Valentin had just begun to import the oil and Palladin encouraged him and supported him, giving testaments to its quality and suggesting it to Daniel Boulud and others. Today, the Humers’ Salute Santé! Grapeseed oil is used by “Iron Chef ” Masaharu Morimoto at his eponymous Napa restaurant, by Ron Siegel at Madcap in San Anselmo, by the cool kids at State Bird Provisions, Saison, the Angler and the Progress in San Francisco, and by countless other professional chefs across the U.S.
So why aren’t you using it in your own kitchen? Actually, when you’re not dressing your salads with it or sautéing your mushrooms in it, why aren’t you using it to soothe your face, soften your hair and strengthen your nails?
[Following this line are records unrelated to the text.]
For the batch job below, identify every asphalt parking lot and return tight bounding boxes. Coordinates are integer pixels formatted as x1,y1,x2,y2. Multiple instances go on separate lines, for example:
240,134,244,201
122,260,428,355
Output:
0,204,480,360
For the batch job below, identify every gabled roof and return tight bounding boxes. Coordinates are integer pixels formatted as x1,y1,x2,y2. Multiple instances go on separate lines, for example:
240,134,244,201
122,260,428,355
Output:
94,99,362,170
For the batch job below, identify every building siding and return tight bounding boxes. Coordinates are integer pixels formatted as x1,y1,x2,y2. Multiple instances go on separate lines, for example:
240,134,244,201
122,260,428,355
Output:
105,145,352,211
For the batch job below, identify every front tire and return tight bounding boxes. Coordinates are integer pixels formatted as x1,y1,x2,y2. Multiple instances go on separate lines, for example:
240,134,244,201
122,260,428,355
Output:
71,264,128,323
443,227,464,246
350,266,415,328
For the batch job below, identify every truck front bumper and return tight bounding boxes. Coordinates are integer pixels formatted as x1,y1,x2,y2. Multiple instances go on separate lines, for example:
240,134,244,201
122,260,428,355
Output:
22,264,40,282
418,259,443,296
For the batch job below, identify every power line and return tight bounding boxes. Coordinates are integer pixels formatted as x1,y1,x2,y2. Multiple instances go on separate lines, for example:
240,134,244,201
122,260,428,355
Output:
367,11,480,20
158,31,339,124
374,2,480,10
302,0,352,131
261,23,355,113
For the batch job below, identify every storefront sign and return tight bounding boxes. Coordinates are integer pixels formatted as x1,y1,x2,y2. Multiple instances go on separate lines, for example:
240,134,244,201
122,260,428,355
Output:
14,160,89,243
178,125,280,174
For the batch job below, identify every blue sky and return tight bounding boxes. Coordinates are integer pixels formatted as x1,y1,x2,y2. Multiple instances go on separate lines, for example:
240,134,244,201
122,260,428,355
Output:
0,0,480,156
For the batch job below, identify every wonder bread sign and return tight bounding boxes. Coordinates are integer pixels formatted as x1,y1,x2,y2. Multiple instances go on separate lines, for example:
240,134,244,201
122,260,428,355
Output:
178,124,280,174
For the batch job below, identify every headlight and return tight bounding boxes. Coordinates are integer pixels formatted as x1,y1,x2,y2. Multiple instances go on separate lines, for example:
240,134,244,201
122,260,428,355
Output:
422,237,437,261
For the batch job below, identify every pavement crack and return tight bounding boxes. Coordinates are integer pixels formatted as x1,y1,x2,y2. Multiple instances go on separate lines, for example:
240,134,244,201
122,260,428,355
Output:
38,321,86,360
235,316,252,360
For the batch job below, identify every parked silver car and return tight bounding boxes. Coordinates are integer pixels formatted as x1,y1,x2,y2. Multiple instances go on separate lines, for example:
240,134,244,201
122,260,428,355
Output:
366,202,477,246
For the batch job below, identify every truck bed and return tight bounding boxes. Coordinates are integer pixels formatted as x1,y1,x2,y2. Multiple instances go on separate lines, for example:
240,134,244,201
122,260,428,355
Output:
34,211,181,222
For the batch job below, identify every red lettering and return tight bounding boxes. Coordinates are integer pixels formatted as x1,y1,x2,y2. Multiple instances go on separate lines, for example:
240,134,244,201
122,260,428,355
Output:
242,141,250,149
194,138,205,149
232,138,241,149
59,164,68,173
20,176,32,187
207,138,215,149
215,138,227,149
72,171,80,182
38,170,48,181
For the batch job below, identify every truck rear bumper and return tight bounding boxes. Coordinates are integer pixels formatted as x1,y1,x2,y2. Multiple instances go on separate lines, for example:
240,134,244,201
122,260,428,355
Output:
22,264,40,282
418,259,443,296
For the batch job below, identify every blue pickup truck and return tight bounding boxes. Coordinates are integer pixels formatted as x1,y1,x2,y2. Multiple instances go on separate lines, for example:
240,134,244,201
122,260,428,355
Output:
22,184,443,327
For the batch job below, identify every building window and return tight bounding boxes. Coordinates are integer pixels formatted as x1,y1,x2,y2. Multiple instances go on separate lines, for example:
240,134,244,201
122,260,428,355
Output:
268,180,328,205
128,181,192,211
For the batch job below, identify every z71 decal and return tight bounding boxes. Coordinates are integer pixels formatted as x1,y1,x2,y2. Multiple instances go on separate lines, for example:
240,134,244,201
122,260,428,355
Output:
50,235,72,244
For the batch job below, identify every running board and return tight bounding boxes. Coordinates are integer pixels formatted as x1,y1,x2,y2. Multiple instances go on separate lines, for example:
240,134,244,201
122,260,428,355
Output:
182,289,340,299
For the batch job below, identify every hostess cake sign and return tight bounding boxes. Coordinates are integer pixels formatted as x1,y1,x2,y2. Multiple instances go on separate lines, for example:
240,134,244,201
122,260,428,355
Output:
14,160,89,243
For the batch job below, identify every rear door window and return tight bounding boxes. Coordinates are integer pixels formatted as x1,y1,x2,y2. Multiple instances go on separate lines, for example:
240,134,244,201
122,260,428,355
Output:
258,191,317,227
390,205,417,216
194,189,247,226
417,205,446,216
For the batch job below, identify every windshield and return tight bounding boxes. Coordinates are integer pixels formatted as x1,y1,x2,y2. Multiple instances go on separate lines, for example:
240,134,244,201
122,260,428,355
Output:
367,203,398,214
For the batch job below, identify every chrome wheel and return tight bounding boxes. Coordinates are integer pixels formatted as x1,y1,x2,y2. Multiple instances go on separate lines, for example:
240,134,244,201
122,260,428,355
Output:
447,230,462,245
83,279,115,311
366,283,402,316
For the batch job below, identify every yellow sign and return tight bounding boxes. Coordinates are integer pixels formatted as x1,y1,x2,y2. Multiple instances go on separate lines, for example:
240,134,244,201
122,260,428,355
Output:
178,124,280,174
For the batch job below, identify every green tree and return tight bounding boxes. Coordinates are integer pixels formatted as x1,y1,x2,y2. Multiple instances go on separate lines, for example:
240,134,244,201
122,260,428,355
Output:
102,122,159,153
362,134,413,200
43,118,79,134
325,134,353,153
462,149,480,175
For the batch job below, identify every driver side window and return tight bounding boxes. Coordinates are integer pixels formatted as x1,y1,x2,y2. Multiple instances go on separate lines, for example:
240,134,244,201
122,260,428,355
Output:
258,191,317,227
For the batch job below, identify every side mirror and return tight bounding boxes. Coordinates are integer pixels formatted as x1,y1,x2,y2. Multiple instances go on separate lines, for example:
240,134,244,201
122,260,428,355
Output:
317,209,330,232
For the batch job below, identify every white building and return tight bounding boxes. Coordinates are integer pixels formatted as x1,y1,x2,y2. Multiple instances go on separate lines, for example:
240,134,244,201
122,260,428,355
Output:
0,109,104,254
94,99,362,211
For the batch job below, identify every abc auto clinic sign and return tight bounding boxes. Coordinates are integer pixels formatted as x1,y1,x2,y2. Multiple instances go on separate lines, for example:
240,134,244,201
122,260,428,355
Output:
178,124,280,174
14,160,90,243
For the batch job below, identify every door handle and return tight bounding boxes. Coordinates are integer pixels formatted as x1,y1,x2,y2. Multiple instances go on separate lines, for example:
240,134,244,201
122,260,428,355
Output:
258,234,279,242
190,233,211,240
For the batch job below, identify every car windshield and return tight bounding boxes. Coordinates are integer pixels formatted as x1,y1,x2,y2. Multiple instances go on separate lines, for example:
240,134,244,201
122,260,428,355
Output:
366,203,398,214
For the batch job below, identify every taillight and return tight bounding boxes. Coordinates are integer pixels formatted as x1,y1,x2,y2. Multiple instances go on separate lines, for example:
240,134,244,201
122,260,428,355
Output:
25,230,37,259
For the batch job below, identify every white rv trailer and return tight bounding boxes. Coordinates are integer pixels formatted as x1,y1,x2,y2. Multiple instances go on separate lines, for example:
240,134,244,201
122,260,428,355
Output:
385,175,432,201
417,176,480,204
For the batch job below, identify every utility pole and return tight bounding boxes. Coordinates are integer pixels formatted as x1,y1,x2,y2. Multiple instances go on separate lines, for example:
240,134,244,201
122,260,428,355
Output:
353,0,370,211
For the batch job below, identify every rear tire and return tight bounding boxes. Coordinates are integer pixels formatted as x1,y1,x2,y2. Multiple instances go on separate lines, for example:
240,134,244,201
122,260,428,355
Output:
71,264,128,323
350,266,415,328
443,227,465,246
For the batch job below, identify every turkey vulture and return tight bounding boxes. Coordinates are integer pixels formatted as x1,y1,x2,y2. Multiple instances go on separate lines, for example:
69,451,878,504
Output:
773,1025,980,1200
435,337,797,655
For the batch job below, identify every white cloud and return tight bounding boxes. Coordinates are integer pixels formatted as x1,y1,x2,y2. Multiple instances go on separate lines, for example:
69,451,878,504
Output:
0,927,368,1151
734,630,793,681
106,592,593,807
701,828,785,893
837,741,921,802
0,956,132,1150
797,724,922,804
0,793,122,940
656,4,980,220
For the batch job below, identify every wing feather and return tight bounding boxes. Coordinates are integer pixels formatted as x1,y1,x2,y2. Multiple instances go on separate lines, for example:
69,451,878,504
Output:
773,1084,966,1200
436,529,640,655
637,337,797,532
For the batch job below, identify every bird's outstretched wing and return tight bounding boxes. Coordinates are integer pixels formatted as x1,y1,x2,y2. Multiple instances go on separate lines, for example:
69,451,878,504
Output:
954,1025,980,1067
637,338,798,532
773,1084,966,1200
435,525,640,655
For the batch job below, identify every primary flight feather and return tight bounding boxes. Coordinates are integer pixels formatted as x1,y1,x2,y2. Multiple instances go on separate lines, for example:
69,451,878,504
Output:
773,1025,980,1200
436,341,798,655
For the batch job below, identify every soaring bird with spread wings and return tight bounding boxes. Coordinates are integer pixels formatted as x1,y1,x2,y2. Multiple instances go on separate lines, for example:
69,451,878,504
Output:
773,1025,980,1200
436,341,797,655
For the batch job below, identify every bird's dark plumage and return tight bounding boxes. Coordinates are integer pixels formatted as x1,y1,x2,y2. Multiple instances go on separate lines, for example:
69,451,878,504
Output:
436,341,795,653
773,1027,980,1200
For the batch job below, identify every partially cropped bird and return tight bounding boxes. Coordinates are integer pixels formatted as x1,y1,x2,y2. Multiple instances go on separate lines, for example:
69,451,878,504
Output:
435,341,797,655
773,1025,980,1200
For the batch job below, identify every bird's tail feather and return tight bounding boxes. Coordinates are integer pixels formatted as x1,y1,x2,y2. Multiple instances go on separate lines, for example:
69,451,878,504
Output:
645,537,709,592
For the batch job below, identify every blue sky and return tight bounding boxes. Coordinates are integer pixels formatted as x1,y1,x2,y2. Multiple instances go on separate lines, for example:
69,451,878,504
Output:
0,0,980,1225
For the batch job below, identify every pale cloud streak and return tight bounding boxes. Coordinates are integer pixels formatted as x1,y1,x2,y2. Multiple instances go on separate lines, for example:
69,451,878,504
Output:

All are lauded applications of the stuff.
Well, perhaps because it takes a ton of grapes to produce just three liters of grapeseed oil. So why would anyone even try? Because the oil that comes from the vibrant, life-loving vigor of a grape plant has an energy of its own. Because it’s a food just waiting to be used and we are a species that is very, very good at using things up.
For the Humers, it’s about tradition, but it’s also about modern values. Grape seeds are found in winemaking’s waste. In Europe, the government subsidizes the transport of wine grape pomace to an extraction facility to harvest its oil. In the U.S., not so much, so they are rescuing a valuable resource that otherwise might not get used.
The Humers use steel cans to store their oil to protect it from heat and light, but also because it is significantly recyclable. They grow the herbs included in their infusions themselves (unless Oprah’s orders cause their daughter to frantically source additional supplies in Mexico), they know the farmer who raises their lemons, are friends with the importer who provides the truffles. It’s family, it’s among friends. It’s how business often gets done on the other side of the ocean.
The Humers have recently launched a new five-liter bottle of their grapeseed oil suitable for big-box buying, not that Costco has yet picked it up. They’re seeing more local stores carry their wares, not just the fancy infusions but the day-to-day oil that can soften your skin as well as it dresses your salads.
It’s a slog, but the Humers are in it for the long haul, planning to launch an “oil club” that would ship the good stuff to you every six months so that sourcing Salute Santé! isn’t a question.
Valentin notes that chefs are still their biggest customers. Nanette is sanguine about being on Whole Foods’ shelves—and then off again. It’s a business, but really— it’s a passion.
“I’m just interested,” Nanette says as we wrap up our interview, “in bringing the product to the people who want it.”